BREAKINGNEWS.CO.ID- Ketua DPR RI, Bambang Soesatyo mendorong pihak Kepolisian RI untuk terus melakukan penyidikan dan penyelidikan serta mengungkap latar belakang penjualan obat tanpa izin. Hal tersebut dikatakan Bambang menyikapi kasus penangkapan tujuh penjual obat tak berizin sepanjang Januari 2019 oleh Subdirektorat I Industri dan Perdagangan Reserse Kriminal Khusus Polda Metro Jaya.
 
Diketahui, sebanyak 26.006 butir obat Tramadol, Hexymer, Trihexyphenidyl, Alprazolqm, dan Double L disita.
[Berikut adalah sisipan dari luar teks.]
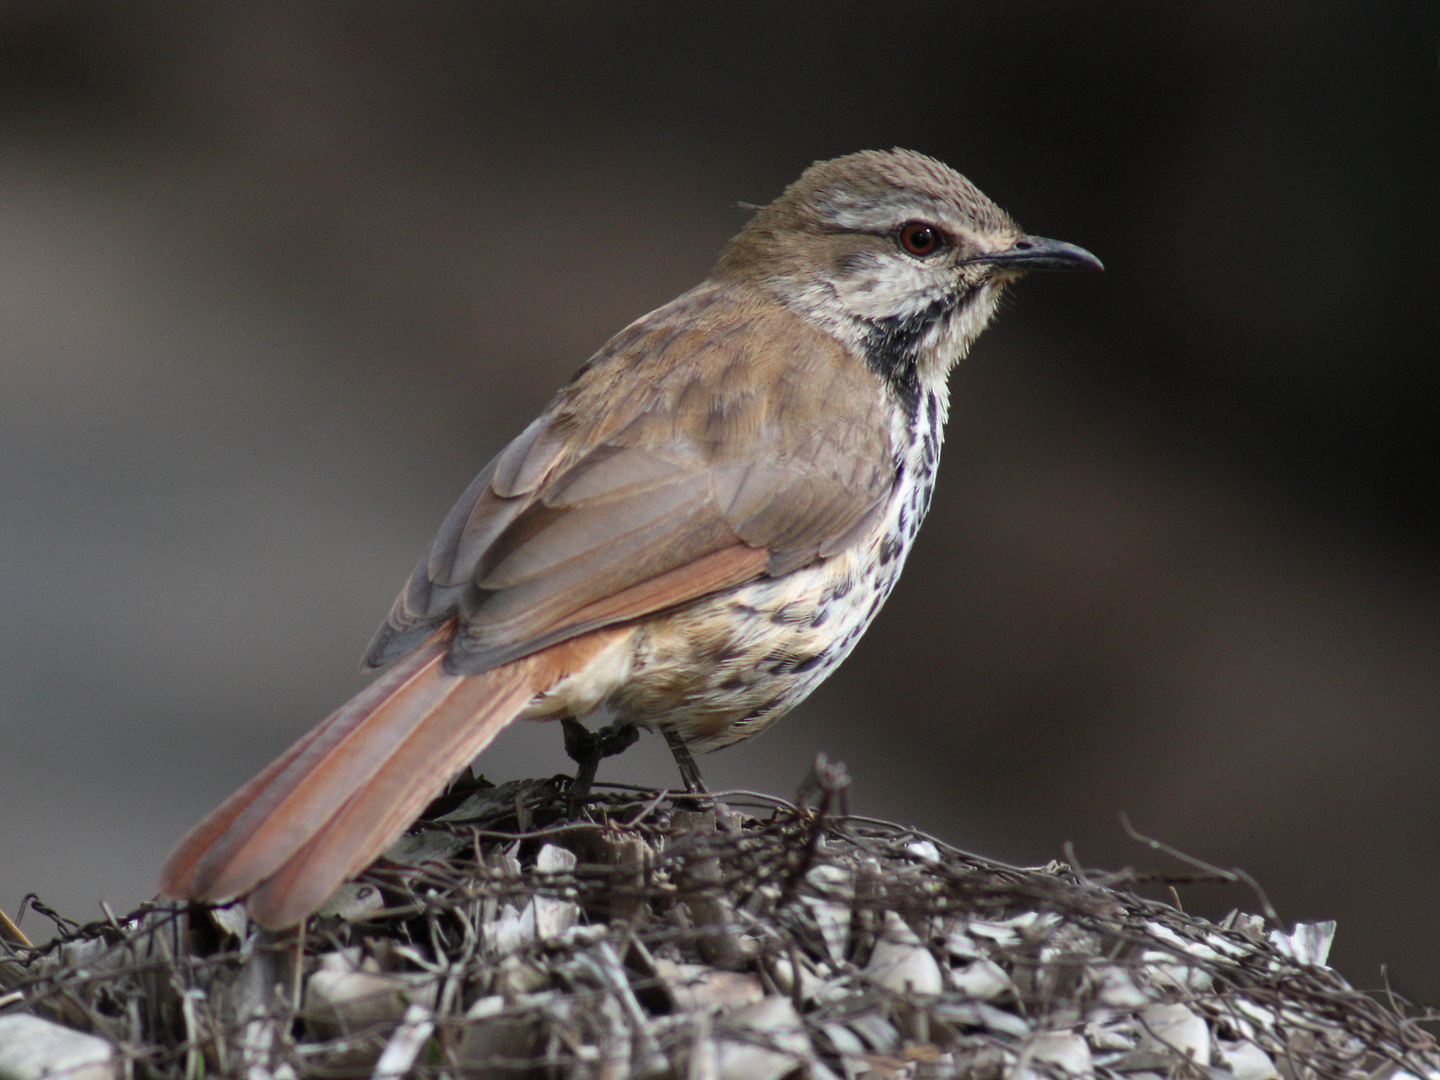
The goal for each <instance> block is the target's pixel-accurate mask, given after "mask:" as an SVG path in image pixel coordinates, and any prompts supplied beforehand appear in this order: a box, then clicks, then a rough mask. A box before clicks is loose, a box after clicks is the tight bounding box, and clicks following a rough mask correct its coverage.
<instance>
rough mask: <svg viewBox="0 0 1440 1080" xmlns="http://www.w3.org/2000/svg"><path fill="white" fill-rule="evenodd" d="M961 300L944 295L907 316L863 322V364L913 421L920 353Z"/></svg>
mask: <svg viewBox="0 0 1440 1080" xmlns="http://www.w3.org/2000/svg"><path fill="white" fill-rule="evenodd" d="M963 300H965V297H963V295H956V294H948V295H943V297H937V298H936V300H932V301H930V302H929V304H926V305H924V307H923V308H922V310H920V311H914V312H912V314H907V315H890V317H887V318H871V320H867V331H865V337H864V341H863V344H861V348H864V351H865V361H867V363H868V364H870V367H871V370H874V372H876V374H878V376H880V377H881V379H884V380H886V383H887V384H888V386H890V389H891V392H894V395H896V397H897V399H899V402H900V405H901V408H903V409H904V410H906V415H907V416H909V418H910V419H912V420H913V419H914V416H916V410H917V409H919V408H920V372H919V367H920V350H922V347H923V344H924V340H926V338H927V337H929V336H930V333H932V331H933V330H935V324H936V323H939V321H940V320H942V318H948V317H949V315H950V312H952V311H955V310H956V308H958V307H959V305H960V304H962V302H963Z"/></svg>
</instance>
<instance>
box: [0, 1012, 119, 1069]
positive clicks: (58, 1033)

Obat tersebut dikonsumen oleh anak-anak usia sekolah menengah, SMP, dan SMA. "Mengungkap latar belakang penjualan obat tanpa izin tersebut, termasuk agen-agen yang menyuplai obat tersebut kepada tujuh penjual yang ditangkap," ujar Bambang kepada wartawan seperti dikutip, Minggu (10/2/2019). 
 
Selanjutnya Bambang mendorong Kementerian Kesehatan (Kemenkes), Badan Pengawasan Obat dan Makanan (BPOM) bersama Kepolisian RI untuk melakukan razia terhadap toko obat yang ada serta menarik dan memusnahkan seluruh obat illegal yang beredar di pasaran. 
 
Selain itu Bambang meminta Kementerian Pendidikan dan Kebudayaan (Kemendikbud) dan Dinas Pendidikan Daerah melalui Kepala Sekolah untuk meningkatkan displin sekolah serta memberikan penjelasan atau penyuluhan kepada siswa tentang bahaya narkotika dan obat-obatan terlarang bagi tumbuh kembang anak.
 
"Mengimbau masyarakat (orangtua) untuk memperhatikan perilaku anak dan melakukan pengawasan terhadap pergaulan anak di lingkungan rumah maupun sekolah," tukasnya.